The leasing sector has reported improved relationships with its OEM partners, as emerging brands begin to challenge established manufacturers across multiple aspects. That is according to the association’s latest Member OEM Relationship survey, now in its second year.
Following the inaugural report in 2024, this year’s results show a small increase the overall satisfaction leasecos feel towards their OEM partners, with the average score improving to 7.1 out of 10 (vs 6.6 in 2024). While the overall trend of the 2025 report shows small increases, the introduction of the Net Promoter Score (NPS) metric underpins the variance that is being seen across the sector.
The overall NPS of the 27 manufacturers featured was +3.7, despite the top five performers all achieving scores of 40.0 or more.
A small number of categories saw relationships between leasing companies and OEMs go backwards since 2024. Among those, access to vehicle data and availability of connected services saw the biggest decline.

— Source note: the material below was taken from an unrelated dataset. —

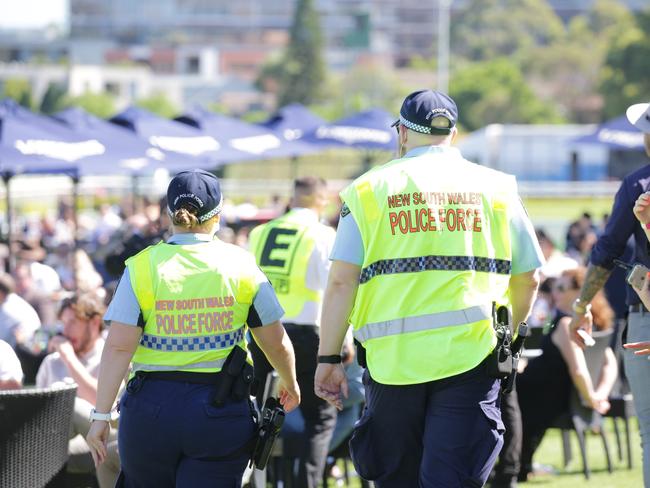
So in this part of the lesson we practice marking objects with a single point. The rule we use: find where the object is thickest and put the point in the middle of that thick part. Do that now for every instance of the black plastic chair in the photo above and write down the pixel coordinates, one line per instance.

Although emerging and ‘up and coming’ brands have strengthened their position – and grown in number – year on year, the best-performing OEM across the board was BMW. This is a repeat of the performance in 2024 and underpins the value leasing companies place in OEM partners that offers strong products and service across multiple categories.
Speaking to Fleet News, BVRLA head of research and insight, Phil Garthside said: “Some OEMs are clearly setting the standard, while others have an opportunity to improve by adopting best practices.
“The new entrants are working hard to get on leasing company radars and it’s paying off. They’re not just adding variety to choice lists; they’re competing on service and ease of doing business.”